Head-to-Head Analysis

Maple Almond Butter vs Jasmine Rice

Wondering which one to pick? We analyzed the nutritional profile, ingredients, and vegan status to help you decide.

Package of Maple Almond Butter

Maple Almond Butter

Not Vegan
VS
Top Pick
Package of Jasmine Rice

Jasmine Rice

Not Vegan
Nutritional Facts (per 100g)
633 kcal
Energy
176 kcal
10g
Sugars
0g
53.3g
Fat
2g
20g
Protein
3.2g
0.9g
Salt
0.4g

The Verdict: Which is Better?

When placing Maple Almond Butter and Jasmine Rice side-by-side, the nutritional differences become quite clear. Both products cater to specific dietary needs, but picking the right one depends on whether you are prioritizing weight loss, muscle gain, or clean eating.

Maple Almond Butter is the more energy-dense option here, packing 457 more calories per 100g than Jasmine Rice. If you are looking for sustained energy or fueling a workout, this higher caloric density might be an advantage.

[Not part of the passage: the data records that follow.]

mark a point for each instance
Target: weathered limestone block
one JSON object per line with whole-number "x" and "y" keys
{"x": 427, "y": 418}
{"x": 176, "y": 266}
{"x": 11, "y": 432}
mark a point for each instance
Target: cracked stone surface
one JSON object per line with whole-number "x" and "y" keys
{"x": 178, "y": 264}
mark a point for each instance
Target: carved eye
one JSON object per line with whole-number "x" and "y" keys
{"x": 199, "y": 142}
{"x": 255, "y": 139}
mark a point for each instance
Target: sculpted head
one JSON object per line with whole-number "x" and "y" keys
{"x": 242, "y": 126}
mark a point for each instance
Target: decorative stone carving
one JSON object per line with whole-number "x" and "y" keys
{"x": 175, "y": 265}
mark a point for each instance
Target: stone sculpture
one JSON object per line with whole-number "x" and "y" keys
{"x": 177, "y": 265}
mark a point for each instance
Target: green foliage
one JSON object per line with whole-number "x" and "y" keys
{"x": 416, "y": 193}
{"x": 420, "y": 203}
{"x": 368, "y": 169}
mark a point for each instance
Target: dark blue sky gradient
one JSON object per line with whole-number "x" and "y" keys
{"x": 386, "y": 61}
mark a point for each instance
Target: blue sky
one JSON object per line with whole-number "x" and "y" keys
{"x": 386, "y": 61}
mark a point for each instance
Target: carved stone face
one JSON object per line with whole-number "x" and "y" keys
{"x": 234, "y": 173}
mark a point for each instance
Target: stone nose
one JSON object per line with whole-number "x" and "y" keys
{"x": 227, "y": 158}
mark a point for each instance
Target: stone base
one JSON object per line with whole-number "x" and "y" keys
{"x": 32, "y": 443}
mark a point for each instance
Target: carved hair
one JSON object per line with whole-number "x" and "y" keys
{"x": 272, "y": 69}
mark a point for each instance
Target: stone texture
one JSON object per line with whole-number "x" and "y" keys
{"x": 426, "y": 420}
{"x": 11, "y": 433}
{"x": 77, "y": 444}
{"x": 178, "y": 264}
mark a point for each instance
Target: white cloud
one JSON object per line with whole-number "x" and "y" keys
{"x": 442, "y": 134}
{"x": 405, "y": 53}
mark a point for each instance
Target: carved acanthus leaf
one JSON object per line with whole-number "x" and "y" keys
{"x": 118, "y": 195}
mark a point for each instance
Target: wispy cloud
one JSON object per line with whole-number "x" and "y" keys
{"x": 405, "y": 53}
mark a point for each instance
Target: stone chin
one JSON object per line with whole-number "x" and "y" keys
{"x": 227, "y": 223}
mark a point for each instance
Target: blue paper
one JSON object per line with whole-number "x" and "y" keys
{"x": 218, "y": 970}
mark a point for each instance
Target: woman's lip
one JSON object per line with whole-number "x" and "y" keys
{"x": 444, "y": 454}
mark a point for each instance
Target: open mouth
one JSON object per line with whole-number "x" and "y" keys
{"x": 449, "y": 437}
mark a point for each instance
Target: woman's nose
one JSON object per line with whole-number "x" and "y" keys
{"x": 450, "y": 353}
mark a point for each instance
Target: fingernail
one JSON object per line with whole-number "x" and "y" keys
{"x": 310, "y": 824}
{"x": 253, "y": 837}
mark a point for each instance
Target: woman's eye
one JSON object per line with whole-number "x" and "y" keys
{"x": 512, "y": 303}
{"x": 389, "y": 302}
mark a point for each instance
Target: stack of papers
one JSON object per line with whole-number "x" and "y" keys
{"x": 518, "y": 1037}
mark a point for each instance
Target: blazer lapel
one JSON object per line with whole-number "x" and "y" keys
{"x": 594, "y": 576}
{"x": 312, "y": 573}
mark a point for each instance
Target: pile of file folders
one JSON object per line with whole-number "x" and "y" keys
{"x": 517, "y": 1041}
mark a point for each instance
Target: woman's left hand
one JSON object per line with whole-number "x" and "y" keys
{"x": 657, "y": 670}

However, watch out for the sugar content. Maple Almond Butter contains significantly more sugar (10g) compared to the milder Jasmine Rice (0g). If you are monitoring your insulin levels or trying to cut down on sweets, Jasmine Rice is undeniably the healthier pick.

Looking to build muscle? Maple Almond Butter offers a protein boost with 20g per 100g, outperforming Jasmine Rice in this category.

Frequently Asked Questions

Which is healthier: Maple Almond Butter or Jasmine Rice?

It depends on your goals. Maple Almond Butter has 633 calories, while Jasmine Rice has 176 calories. Check the detailed table above for sugar and fat content.

Is Maple Almond Butter vegan?

No, Maple Almond Butter is not certified vegan.

What is the calorie difference between Maple Almond Butter and Jasmine Rice?

There is a difference of 457 calories per 100g between the two products.

Data source: Open Food Facts. Comparisons are generated automatically based on nutritional values per 100g.